New Wave: Cell-Based Therapies

By on January 6, 2011
Maintaining cell differentiation until transplanted into tissue, used as a self repair solution.

Regenerative medicine is beginning to change the market for both pharmaceuticals and medical devices. Utilizing the new technology of cell-based therapies has the potential to impact prolonged medical conditions such as vascular applications. The use of these live cells as a mechanism for self repair with the potential to cure a disease has peaked the interests of companies to invest in this market.

Stem cells have become the hot topic in developing this new opportunity in the market. However, cultivating these live cells can present many challenges from cell differentiation, inconsistency and contamination. Maintenance of the undifferentiated state of the stem cells while propagating the cells is a challenge. The manipulation of the media formulation has to accomplish the culturing of the cells in their targeted state, whether partially differentiated or undifferentiated until the cells are ready to be administered to the target tissue/organ.

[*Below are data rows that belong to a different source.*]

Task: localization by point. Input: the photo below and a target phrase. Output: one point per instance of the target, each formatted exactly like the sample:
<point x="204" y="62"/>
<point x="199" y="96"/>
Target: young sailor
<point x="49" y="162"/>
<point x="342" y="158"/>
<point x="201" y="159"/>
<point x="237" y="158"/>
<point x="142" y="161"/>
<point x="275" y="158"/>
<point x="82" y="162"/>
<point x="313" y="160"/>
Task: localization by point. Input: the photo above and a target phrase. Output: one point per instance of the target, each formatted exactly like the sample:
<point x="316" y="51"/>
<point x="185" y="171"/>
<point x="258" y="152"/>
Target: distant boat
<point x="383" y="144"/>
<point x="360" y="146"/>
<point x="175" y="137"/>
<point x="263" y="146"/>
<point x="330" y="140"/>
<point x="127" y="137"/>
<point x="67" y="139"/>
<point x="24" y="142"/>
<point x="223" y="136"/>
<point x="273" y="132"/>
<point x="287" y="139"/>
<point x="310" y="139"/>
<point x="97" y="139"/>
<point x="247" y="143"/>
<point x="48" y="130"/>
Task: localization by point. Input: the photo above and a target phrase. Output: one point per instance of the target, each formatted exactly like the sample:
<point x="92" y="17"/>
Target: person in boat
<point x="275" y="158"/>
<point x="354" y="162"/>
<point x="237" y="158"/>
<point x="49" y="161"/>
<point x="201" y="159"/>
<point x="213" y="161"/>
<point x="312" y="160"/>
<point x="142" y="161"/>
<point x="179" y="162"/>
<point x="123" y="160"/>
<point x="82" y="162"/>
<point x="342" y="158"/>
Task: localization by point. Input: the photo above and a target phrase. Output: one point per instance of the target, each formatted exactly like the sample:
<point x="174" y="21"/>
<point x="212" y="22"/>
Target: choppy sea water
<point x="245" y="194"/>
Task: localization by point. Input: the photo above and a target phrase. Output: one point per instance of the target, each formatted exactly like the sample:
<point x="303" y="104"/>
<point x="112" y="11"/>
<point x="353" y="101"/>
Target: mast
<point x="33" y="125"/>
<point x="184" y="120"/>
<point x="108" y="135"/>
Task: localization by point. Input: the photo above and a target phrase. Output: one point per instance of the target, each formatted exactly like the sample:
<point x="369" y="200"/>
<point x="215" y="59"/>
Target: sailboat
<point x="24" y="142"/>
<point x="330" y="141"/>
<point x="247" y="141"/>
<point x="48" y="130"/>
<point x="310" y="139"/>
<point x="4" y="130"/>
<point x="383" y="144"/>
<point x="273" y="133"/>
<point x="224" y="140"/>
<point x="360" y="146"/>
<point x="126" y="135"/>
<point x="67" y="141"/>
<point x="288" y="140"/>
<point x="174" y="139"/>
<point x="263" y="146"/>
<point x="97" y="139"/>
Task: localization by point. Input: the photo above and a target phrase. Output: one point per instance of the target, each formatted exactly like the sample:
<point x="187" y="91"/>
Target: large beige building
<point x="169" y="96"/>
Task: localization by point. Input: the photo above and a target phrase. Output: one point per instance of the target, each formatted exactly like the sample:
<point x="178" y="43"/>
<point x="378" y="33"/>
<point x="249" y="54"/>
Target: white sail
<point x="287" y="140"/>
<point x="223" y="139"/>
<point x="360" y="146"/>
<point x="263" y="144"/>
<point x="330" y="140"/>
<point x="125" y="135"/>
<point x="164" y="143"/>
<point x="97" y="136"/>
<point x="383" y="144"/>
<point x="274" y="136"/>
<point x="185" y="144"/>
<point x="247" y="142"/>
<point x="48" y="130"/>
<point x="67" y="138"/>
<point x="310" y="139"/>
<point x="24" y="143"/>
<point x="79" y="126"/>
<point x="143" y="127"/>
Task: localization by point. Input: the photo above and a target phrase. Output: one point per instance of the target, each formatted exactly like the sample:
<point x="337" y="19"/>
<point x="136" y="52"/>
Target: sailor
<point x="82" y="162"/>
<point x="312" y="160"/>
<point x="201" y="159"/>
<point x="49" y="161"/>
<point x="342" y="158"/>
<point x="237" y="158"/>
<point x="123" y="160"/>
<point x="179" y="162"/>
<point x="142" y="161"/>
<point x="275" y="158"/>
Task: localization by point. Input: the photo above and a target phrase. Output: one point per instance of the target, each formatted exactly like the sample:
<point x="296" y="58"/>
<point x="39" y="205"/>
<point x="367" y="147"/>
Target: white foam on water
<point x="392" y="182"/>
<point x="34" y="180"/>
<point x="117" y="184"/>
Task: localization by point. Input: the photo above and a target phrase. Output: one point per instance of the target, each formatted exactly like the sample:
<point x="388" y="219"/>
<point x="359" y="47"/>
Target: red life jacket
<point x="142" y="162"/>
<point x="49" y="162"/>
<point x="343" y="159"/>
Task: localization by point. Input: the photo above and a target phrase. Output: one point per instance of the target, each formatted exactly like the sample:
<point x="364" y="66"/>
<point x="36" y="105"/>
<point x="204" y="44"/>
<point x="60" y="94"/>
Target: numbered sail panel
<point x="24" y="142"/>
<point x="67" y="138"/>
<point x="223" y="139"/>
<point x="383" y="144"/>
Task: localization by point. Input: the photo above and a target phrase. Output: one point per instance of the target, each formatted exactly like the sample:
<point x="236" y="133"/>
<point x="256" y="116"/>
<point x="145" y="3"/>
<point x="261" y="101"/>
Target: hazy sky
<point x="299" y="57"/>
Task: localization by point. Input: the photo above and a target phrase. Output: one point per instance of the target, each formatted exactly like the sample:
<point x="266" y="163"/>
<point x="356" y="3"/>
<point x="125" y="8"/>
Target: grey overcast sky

Many media formulations that are currently being utilized in research and development studies still have animal-derived components in them. Regulations are not enforced to remove the animal components until after clinical trials. Then, the challenge is to maintain the same performance without the animal components that the cells are adapted to grow in.

To be successful, scientists need to be able to manufacture these cell therapies, using an animal component free system, without compromising the performance of the cells as a therapeutic.